In der österreichischen Bundeshauptstadt Wien hat man etwa mit dem zwangsverordneten Umbau der Mariahilferstraße seine Erfahrungen mit rot-grüner Zwangsbeglückung gemacht. Dabei geht es noch schlimmer, wie das seit drei Jahren rot-grün regierte deutsche Bundesland Baden-Württemberg zeigt. Dort sorgt die Landesregierung nun mit entsprechenden Vorschriften für eine verpflichtende Efeu-Bepflanzung von Hausfassaden und der Errichtung von Fahrradgaragen für Unmut in der Bevölkerung. Eine weitere Schikane für viele Wohnungs- und Hausbesitzer stellt die Vorschreibung von Rollator-Abstellplätzen dar.

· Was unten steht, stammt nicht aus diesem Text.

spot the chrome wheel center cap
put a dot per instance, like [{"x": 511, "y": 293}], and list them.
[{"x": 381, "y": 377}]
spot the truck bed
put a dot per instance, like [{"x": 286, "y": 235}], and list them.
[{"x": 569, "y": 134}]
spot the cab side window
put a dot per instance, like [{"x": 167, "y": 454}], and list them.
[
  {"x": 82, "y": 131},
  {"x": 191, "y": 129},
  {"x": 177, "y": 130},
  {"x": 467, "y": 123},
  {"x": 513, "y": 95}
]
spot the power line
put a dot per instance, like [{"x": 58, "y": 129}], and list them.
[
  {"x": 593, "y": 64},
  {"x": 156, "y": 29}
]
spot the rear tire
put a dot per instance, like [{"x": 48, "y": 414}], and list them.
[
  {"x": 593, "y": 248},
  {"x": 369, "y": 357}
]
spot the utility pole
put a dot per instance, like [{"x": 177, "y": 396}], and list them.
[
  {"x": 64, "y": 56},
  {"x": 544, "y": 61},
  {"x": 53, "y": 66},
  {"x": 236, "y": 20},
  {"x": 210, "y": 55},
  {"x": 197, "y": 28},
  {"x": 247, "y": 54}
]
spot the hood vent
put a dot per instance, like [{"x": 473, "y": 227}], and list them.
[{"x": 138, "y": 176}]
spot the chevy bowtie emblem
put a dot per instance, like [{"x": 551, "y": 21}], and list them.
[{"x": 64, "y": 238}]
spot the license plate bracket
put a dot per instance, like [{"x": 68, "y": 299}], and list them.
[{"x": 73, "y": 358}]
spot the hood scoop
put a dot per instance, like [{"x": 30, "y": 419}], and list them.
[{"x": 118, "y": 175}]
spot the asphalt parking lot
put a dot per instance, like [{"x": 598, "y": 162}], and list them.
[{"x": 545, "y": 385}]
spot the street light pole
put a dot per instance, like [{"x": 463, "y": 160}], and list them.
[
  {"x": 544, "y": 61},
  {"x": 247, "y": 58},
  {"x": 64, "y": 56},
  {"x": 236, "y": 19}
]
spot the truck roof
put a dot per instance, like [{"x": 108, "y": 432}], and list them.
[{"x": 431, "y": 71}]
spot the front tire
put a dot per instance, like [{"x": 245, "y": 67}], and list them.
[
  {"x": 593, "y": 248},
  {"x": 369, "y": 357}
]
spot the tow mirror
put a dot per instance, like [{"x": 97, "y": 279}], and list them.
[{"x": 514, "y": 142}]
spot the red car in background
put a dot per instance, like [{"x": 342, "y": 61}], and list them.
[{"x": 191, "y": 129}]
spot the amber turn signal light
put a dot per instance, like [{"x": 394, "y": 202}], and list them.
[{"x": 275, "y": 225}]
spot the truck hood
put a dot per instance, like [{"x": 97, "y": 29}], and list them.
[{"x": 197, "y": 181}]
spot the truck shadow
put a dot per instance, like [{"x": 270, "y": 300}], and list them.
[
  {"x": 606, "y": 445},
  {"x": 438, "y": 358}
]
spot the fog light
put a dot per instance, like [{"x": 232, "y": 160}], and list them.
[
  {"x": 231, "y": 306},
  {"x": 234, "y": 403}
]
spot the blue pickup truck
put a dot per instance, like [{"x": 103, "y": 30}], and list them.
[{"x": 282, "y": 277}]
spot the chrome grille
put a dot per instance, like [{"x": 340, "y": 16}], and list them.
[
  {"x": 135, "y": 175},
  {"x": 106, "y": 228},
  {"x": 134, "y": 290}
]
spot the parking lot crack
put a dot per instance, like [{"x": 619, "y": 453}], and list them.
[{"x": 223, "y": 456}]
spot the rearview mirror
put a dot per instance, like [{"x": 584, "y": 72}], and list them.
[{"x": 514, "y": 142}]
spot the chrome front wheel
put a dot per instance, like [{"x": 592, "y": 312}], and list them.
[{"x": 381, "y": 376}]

Dass dies schlichtweg an natürliche und ökonomische Grenzen stößt, wollen die Linkspolitiker in Stuttgart nicht hören. Die am grünen Tisch ausgeknobelten Ziele sollen auch gegen den Willen der Betroffenen umgesetzt werden.

Efeu auf der Fassade, Fahrradgarage im Hof wird Pflicht

Mit der sogenannten Efeu-Novelle, die Anfang November in Kraft treten soll, möchte man Bauherren zukünftig verpflichten, bei Fehlen eines Gartens die Hausfassade zu begrünen. Dies bedeutet aber nicht nur die Umsetzung komplexer bautechnischen Vorgaben sondern auch einen hohen Kostenfaktor bei Pflanzung und Erhalt der „grünen Mauern“. Ebenfalls kostenintensiv und wenig praxisnahe sind erlassene Vorschriften über den verpflichtenden Bau von überdachten Fahrradgaragen.

Das kümmert die rot-grünen Landespolitiker allerdings nicht, und Geschäftemacher in Bereich „Fassadengärtner“ und „Fahrradgaragenbau“ freuen sich bereits auf sichere Umsätze mit den normunterworfenen Bauherren im Schwabenland.